Why should our company invest in AI?

The short answer as to why firms should invest in AI is: It’s profitable to do so. A few weeks back, we blogged about learnings from McKinsey’s April report, “Notes from the AI Frontier, Insights from Hundreds of Use Cases,” where its consultants analyzed over 400 use cases to assess how machine learning and a subset of ML called deep learning were helping to solve a range of business problems. The paper examined the broader value of machine learning, reporting that a company could expect to gain returns between 1 and 9 percent of its overall revenue from applying AI. That translates to trillions of dollars of potential impact across the business sector.Naturally, every organization is different. An AI investment strategy must therefore be customized to advance each firm’s overall business strategy. That’s the principal reason to invest in any technology—machine learning included—to progress the wider strategic vision.You can start by asking questions like:

  • What product development feedback loops could we shorten using machine learning?
  • Could we derive greater value and become more efficient by better analyzing our data stores?
  • Is there predictive modelling we could be doing to help us focus on certain markets over others?

We’ve previously blogged about finding good use cases to experiment and get started with machine learning. In short, start by identifying a business problem you want to solve, and putting the right data strategy in place up front. You can also research what companies in your industry are doing in the space, attend forums, and talk to analysts. Ultimately, investing in AI requires the right levels of initial strategic planning. Partnering with tech vendors, specialists, and service providers can help once you identify the framework or business issue you wish to pursue. The right partner can also help you define your strategy. Appen, in particular, has helped companies define their data strategies in this space for more than 20 years.

Why should we invest now?

The time imperative for investing in machine learning sooner rather than later comes down to competitive advantage.
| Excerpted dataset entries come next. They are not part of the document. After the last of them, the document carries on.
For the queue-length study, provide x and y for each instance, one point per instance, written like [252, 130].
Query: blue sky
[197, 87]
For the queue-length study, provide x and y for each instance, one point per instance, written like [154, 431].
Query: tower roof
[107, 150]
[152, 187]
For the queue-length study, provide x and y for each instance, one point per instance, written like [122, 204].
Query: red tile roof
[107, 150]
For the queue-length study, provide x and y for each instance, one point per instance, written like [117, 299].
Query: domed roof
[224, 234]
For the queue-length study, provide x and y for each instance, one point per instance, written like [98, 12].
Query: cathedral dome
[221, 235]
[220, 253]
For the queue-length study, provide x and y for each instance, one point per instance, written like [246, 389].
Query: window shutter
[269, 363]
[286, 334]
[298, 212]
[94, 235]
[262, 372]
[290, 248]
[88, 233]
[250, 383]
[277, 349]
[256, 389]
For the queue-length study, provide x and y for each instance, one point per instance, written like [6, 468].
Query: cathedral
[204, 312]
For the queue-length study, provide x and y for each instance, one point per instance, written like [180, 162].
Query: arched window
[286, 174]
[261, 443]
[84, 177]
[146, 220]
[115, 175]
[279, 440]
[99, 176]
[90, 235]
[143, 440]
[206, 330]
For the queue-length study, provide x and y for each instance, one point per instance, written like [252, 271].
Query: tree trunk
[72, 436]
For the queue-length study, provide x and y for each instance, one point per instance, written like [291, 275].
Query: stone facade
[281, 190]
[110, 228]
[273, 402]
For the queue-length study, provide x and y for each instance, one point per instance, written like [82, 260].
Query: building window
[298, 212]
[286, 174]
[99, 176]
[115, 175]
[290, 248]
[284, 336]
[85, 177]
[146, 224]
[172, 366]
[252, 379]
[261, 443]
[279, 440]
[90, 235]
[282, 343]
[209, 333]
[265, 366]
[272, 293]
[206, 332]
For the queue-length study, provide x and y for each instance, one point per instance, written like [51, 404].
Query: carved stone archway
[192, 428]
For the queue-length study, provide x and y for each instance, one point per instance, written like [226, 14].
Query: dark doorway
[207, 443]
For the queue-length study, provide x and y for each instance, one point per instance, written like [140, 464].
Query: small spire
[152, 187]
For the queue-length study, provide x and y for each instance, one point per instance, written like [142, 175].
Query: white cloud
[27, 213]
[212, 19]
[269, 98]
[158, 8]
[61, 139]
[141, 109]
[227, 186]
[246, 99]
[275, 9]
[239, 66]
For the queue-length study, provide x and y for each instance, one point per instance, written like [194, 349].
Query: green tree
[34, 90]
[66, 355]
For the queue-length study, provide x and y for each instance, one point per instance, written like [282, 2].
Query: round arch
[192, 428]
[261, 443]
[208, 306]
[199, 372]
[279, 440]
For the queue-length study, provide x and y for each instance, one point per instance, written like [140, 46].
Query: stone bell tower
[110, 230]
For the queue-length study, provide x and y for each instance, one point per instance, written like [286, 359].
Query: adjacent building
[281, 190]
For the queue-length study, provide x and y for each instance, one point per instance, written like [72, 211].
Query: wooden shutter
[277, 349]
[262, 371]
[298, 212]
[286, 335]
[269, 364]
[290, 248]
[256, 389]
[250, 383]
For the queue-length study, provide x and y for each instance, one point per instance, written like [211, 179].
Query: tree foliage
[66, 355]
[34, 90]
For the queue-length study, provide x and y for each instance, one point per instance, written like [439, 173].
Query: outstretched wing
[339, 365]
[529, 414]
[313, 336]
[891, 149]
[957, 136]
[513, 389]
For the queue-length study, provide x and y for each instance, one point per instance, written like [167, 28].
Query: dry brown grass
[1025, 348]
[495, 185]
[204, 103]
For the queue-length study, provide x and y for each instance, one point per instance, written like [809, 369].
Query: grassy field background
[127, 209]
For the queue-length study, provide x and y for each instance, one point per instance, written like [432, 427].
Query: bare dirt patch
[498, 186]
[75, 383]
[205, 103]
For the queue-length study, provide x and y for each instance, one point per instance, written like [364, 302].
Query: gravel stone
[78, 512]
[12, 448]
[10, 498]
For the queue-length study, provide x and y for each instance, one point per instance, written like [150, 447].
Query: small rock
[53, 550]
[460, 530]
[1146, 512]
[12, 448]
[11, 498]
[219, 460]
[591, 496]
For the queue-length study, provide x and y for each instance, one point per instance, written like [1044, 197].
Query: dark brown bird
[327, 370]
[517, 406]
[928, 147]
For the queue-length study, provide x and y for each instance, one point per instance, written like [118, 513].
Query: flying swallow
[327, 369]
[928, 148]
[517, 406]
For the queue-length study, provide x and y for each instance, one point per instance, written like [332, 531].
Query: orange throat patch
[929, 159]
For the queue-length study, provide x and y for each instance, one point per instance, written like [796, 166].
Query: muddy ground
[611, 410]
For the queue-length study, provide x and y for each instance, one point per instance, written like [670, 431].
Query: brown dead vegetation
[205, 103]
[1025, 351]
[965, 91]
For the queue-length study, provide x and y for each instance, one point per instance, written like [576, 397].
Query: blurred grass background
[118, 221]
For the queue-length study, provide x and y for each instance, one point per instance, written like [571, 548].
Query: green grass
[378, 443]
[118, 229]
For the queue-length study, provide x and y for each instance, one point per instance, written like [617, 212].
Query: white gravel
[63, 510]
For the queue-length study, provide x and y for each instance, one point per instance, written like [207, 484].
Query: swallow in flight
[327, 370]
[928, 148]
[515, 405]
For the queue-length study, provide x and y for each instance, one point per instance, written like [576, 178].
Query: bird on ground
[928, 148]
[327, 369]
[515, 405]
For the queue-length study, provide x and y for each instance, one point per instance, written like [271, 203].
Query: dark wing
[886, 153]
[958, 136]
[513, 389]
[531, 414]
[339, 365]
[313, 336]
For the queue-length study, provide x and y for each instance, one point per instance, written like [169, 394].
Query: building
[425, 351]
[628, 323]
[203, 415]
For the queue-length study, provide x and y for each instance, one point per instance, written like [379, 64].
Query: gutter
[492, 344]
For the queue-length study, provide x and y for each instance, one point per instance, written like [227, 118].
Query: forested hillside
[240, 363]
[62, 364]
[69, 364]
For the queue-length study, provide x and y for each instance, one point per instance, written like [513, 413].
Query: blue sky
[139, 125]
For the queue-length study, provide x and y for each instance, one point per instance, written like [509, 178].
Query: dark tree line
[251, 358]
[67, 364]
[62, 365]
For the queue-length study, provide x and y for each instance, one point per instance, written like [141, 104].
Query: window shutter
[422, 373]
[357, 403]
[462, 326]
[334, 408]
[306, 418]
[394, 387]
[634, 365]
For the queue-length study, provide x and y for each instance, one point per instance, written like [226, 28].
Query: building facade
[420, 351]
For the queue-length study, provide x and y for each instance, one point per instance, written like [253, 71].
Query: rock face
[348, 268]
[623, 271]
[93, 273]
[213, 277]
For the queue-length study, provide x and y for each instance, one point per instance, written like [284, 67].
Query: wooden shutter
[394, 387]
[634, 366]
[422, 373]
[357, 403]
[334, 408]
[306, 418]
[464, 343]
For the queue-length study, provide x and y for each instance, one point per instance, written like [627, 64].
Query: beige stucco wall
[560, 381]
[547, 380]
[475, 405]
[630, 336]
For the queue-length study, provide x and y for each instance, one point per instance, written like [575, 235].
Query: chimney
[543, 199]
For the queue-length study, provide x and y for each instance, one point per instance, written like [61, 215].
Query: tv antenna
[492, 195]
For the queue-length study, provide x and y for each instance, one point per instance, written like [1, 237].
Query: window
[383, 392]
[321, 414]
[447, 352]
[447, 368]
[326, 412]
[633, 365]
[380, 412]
As Harvard Business Review pointed out in May, the predictive capabilities of AI are getting cheaper and more efficient, so businesses will need to figure out how to take advantage of them to stay competitive.A second HBR report from March discusses getting value from machine learning, highlighting the importance of correctly understanding how to apply it. It’s important to place machine learning at the center of the business to create new revenue streams, re-imagine products, and increase operational efficiencies. The next wave of machine learning, HBR claims, will involve data-driven predictive decision making across all aspects of the business—a core capability that will help firms provide better customer experiences, streamline operational efficiency, and outpace competitors.In January, a McKinsey article, “Artificial Intelligence: The time to act is now” described the rush of recent advancements in AI—namely improvements in hardware, better algorithms, and larger stores of data. This confluence of factors means the error rate for machines is now similar to or better than a range of human cognitive functions. In other words, the moment is now—not at some point in the future.The report concludes: Our most important takeaway is that companies need to act quickly. Those that make big bets now and overhaul their traditional strategies will emerge as the winners.“If companies wait two to three years to establish an AI strategy and place their bets, we believe they are not likely to regain momentum in this rapidly evolving market. Most businesses know the value at stake and are willing to forge ahead, but they lack a strong strategy … The key question is which players will take this direction before the window of opportunity closes.Are you embarking on a machine learning initiative? Check out Appen’s solutions page to learn how we help organizations improve their machine learning-based solutions with our data services. We can help you get the high-quality training data you need to accelerate and scale your machine learning program.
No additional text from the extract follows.